设置主坐标格标注格式axarr.xaxis.set_major_formatter(mdates.DateFormatter("%b"))
绘图时的颜色循环绘图,因此需要渐变色
axarr.set_pro_cycle(plt.cycler('color',plt.cm.winter(np.linspace(0,1,len(range(sater,end)))))

#orgnise plot axxes
month_fmt=mdates.DateFormatter("%b")
axarr[0].xaxis.set_major_formatter(month_fmt)
axarr[0].set_prop_cycle(plt.cycler('color',plt.cm.winter(np.linspace(0,1,len(range(start,end))))))
axarr[1].set_prop_cycle(plt.cycler('color',plt.cm.winter(np.linspace(0,1,len(range(start, end))))))

设置子图的图例和坐标,使用axarr.set_xlabel,axarr.set_ylabel,axarr.set_title设置坐标名和标题名
axarr.add_artist(AnchoredText())添加文本框,loc指文本框位置

#add legend and title
axarr[0].set_ylabel('Sea ice extent (10^6 sq km)')
axarr[1].set_ylabel('Sea ice extent (10^6 sq km)')
axarr[1].set_xlabel('Month')
axarr[0].set_title('Annual change in sea-ice extent');
axarr[0].add_artist(AnchoredText('Northern Hemisphere', loc=3))
axarr[1].add_artist(AnchoredText('Southern Hemisphere', loc=2))

作者绘图并不是通过计算海冰月平均来展现每月的变化。而是通过循环绘制每年的海冰变化。因此这里需要在一张图上循环绘图。为了使得绘图都在同一个坐标上,认为设定将‘Year’值都定位了1972年。不需要采样,直接绘图即可。
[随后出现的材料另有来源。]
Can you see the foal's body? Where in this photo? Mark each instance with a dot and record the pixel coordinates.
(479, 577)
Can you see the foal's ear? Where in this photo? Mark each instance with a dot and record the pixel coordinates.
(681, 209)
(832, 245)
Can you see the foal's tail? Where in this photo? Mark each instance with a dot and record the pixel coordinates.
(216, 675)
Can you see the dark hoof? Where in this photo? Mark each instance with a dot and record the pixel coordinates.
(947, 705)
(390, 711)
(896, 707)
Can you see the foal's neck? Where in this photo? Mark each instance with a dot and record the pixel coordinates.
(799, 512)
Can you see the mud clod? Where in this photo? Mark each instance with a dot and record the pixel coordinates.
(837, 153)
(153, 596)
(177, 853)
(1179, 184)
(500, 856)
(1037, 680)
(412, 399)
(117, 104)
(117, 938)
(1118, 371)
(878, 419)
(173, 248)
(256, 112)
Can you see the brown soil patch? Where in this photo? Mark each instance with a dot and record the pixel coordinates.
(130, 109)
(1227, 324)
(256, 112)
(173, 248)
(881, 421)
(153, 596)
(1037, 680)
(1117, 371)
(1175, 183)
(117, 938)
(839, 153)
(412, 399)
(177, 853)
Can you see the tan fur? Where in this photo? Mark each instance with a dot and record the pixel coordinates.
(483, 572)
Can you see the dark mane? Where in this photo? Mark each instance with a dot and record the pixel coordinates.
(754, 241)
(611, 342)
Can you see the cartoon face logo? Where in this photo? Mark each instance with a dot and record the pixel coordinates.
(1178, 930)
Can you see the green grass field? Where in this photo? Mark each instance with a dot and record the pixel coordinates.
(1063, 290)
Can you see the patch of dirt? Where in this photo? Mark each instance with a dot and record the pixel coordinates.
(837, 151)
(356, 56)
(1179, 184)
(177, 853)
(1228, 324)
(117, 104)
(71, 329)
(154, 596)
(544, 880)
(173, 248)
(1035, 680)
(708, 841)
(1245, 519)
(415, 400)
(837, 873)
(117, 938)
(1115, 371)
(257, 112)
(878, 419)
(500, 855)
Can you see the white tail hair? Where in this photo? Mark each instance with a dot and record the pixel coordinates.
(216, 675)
# loop for every year between the start year and current
for year in range(start, end):
    # create new dataframe for each year, 
    # and set the year to 1972 so all are plotted on the same axis
    nyeardf = north[['Extent', 'Day', 'Month']][north['Year'] == year]
    nyeardf['Year'] = 1972
    nyeardf['Date'] = pd.to_datetime(nyeardf[['Year','Month','Day']])
    nyeardf.index = nyeardf['Date'].values
    
    syeardf = south[['Extent', 'Day', 'Month']][south['Year'] == year]
    syeardf['Year'] = 1972
    syeardf['Date'] = pd.to_datetime(syeardf[['Year','Month','Day']])
    syeardf.index = syeardf['Date'].values
   # plot each year individually
    axarr[0].plot(nyeardf.index,nyeardf['Extent'], label = year)
    axarr[1].plot(syeardf.index,syeardf['Extent'])

3.4 小结

本章学习重点:时间序列数据的重采样,x-y轴图的绘制。

3.5 完整代码

plt.figure(figsize=(9,3))
plt.plot(north.index,north['Extent'],label="North Hemisphere")
plt.plot(south.index,south['Extent'],label="South Hemisphere")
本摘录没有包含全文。